"It was time for something new," Riebel explained. His remaining partners bought him out in an amicable parting of ways. He will continue to work on consulting projects, including the revamp of the old Joe's Garage restaurant. That project has changed from the original concept, and Riebel was reticent to discuss the details. "We've always wanted it to be an oyster bar," he said. Beyond that, we know that both the name "Triton" and chef David Yusefzadeh have dropped off the project.
As for his time at Butcher & the Boar, Riebel said, "It's been a great experience. I mean, anything that brings you to the Beard Award mention for Best New Restaurant is something special." Butcher & the Boar was a semi-finalist for Best New Restaurant at the James Beard Awards this year; Riebel personally was a finalist for Best Chef Midwest.
It was always refreshing to see Riebel suited up and working the line at Butcher & the Boar. Hard work is in his blood and he's not one to ever rest on his laurels. As he pointed out, "This was my shortest job. I don't usually move around much."

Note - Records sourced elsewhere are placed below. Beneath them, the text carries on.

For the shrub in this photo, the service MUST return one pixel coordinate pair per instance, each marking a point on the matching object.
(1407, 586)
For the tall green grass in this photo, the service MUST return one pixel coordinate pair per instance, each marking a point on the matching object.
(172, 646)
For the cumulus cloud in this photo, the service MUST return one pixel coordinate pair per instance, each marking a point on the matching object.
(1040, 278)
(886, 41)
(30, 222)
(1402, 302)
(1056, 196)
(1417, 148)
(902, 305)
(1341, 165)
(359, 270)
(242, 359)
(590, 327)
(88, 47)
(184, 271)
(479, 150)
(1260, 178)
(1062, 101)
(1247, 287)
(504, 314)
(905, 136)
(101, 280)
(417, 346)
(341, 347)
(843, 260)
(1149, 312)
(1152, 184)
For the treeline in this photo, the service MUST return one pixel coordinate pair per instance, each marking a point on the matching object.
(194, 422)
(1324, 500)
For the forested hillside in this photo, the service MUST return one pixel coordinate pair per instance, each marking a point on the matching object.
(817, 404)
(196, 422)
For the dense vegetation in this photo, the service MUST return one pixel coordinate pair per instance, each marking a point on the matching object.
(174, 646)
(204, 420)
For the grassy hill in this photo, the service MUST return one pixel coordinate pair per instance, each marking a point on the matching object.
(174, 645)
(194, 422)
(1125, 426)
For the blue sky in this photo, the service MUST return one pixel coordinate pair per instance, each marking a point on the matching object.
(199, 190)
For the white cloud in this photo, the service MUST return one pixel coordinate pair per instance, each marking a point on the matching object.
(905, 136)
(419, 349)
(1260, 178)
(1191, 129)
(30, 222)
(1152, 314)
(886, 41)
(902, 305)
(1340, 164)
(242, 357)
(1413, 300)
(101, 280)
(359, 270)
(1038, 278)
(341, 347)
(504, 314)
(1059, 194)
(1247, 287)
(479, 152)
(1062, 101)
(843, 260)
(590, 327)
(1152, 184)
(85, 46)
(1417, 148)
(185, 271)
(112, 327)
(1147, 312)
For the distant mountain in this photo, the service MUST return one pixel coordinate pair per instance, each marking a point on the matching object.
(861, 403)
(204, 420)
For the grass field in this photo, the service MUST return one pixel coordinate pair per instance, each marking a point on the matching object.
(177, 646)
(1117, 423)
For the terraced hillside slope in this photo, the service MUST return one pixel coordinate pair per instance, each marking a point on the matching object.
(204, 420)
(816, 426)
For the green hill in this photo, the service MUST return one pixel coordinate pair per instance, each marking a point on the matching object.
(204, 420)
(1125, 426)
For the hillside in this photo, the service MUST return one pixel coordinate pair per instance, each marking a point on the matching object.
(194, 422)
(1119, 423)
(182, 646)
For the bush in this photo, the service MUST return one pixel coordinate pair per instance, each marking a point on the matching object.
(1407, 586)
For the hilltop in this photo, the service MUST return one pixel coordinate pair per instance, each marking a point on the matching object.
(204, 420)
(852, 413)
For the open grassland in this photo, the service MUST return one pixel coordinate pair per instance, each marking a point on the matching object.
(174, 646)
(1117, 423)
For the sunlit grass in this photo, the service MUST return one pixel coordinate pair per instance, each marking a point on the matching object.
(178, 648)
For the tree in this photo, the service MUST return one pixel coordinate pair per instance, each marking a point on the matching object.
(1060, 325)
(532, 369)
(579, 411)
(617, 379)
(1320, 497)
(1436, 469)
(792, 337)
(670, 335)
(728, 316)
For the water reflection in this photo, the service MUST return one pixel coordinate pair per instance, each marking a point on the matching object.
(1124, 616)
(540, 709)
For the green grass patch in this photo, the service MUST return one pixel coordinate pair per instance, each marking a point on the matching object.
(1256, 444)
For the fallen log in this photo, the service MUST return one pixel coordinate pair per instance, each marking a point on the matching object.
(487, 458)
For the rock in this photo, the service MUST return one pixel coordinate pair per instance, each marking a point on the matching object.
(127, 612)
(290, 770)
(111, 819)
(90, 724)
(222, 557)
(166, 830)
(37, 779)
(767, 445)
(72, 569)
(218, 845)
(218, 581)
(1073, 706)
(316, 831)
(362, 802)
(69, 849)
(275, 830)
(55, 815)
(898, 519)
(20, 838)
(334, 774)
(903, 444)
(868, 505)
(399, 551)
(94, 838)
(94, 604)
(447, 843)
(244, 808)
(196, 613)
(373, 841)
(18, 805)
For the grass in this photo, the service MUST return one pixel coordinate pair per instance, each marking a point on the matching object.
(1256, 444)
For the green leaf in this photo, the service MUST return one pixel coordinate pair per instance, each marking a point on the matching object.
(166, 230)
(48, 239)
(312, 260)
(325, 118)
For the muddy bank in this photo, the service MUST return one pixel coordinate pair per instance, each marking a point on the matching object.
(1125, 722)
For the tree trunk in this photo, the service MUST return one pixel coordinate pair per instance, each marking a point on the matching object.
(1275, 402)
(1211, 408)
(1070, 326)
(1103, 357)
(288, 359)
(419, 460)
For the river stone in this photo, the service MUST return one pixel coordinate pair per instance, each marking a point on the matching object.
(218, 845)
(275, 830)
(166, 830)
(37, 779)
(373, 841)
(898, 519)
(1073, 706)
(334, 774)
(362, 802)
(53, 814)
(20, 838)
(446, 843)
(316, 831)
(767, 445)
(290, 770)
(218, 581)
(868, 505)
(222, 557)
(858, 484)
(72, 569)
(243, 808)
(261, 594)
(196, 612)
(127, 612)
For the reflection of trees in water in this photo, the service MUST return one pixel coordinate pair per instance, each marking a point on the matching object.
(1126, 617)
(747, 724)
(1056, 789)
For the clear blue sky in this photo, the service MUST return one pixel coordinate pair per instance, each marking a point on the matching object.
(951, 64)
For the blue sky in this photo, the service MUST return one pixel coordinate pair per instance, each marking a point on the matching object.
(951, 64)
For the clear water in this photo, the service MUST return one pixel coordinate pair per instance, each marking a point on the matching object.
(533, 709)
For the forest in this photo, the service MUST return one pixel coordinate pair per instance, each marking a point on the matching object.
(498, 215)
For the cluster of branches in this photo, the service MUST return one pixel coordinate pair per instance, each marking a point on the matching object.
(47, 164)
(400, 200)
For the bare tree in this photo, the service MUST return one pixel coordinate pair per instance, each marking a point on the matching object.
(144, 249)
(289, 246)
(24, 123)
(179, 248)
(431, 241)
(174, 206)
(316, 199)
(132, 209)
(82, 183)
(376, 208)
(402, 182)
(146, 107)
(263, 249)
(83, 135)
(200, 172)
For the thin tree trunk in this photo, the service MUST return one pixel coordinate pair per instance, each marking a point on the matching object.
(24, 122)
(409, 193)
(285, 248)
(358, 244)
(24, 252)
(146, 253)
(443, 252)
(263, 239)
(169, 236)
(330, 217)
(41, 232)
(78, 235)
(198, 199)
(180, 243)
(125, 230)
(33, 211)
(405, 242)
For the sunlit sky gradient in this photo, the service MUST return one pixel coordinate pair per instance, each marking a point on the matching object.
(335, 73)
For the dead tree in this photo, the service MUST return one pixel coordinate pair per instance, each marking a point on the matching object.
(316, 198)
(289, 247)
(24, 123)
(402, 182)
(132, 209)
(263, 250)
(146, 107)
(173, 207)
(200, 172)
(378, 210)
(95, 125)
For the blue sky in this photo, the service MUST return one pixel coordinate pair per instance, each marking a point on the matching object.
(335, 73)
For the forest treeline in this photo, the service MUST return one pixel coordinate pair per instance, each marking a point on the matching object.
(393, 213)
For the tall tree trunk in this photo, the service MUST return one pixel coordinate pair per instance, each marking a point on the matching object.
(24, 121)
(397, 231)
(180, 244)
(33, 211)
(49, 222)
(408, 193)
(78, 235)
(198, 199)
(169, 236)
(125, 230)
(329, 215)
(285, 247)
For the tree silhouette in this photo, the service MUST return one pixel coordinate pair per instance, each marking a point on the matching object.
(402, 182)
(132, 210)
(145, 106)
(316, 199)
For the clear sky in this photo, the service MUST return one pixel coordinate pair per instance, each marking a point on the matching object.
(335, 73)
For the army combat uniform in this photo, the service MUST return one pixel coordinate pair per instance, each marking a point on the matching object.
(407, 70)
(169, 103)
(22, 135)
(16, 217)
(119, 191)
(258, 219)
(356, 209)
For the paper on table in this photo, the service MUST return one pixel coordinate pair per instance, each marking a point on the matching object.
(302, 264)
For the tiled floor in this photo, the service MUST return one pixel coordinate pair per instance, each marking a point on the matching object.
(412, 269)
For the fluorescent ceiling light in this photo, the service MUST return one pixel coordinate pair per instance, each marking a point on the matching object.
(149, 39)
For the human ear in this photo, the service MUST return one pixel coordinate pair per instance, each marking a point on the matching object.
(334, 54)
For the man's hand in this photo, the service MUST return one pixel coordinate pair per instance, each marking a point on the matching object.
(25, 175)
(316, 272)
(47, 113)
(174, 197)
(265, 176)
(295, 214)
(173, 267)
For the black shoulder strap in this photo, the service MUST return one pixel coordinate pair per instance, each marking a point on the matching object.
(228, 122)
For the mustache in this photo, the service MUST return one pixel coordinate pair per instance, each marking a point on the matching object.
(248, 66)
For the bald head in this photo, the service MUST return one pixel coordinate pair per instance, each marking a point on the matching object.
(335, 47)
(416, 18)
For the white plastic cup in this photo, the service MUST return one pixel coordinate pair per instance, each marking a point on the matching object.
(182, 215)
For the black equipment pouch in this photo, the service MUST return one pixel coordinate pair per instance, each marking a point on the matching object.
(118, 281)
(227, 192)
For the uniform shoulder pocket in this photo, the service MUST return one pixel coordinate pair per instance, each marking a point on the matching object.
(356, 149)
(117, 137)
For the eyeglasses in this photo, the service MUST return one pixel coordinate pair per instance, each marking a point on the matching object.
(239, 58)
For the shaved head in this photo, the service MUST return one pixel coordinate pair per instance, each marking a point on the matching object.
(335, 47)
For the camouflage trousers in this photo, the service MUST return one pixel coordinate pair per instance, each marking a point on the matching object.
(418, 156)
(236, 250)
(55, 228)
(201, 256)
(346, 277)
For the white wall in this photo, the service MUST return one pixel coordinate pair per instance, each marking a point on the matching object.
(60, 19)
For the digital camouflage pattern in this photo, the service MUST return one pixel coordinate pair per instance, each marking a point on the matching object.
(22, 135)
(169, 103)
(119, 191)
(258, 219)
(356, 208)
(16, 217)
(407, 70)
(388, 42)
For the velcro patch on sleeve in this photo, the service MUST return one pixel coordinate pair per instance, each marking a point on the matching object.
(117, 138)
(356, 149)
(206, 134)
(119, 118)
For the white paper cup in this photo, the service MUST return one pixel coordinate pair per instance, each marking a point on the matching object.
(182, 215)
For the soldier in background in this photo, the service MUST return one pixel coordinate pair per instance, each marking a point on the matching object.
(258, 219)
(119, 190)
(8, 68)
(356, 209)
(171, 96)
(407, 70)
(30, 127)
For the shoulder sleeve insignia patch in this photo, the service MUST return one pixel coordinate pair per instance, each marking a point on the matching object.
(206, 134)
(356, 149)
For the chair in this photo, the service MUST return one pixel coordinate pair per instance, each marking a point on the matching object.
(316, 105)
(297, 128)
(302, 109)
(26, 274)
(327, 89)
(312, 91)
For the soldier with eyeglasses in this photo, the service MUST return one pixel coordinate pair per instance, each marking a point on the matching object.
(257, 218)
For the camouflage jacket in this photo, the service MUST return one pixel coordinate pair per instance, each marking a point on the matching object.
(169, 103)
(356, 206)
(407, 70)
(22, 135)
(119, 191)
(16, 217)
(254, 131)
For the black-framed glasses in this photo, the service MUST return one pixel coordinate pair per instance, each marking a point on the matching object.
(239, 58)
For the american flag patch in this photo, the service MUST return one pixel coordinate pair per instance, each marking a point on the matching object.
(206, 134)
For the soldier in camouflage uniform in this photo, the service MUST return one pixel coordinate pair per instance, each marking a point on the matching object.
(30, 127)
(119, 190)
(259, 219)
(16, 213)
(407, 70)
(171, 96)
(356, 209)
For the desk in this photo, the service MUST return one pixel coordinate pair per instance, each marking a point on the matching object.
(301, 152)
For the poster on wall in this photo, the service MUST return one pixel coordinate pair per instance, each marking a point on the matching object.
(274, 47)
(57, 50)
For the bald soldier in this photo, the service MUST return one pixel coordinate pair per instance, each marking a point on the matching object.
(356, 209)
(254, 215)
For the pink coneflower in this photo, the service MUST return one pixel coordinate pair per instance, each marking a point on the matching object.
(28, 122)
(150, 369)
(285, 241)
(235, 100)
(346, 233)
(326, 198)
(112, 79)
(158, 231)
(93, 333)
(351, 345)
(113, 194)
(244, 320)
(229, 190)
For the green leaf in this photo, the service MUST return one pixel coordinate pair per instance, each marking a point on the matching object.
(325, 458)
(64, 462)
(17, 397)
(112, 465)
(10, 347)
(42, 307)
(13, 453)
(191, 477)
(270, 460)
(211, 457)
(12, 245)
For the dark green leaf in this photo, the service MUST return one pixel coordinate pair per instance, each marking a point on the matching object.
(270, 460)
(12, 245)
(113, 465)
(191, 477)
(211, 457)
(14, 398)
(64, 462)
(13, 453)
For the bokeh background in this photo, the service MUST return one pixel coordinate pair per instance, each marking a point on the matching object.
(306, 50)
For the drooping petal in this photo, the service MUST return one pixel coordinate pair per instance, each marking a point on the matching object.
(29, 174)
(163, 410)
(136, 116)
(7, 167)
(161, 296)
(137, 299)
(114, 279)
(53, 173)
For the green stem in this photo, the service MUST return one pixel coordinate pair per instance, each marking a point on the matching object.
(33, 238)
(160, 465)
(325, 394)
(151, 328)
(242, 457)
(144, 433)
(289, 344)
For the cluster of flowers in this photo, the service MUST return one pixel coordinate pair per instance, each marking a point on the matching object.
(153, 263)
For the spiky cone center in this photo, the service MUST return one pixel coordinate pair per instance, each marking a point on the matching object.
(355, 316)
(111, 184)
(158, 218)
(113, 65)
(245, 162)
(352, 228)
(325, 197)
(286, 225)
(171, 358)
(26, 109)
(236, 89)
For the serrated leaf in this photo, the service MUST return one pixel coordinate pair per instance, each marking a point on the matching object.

After soaking up some Southern culture and cuisine in Charleston, he aims to get back and get down to work. "Frankly, my phone is ringing off the hook. We just couldn't discuss anything until after the First," he said. Again, he was mum on the specifics, but don't be surprised if you see him popping up in some other much-lauded kitchens for short stints.
Before you write off the restaurant, know that Peter Botcher, the sous chef and the original "butcher" of the name, has risen in the ranks to take over as executive chef. Botcher, who did not immediately return requests for comment, has run the sausage machines since the beginning. We're looking forward to the same quality we've come to expect from this darling of the Twin Cities dining scene.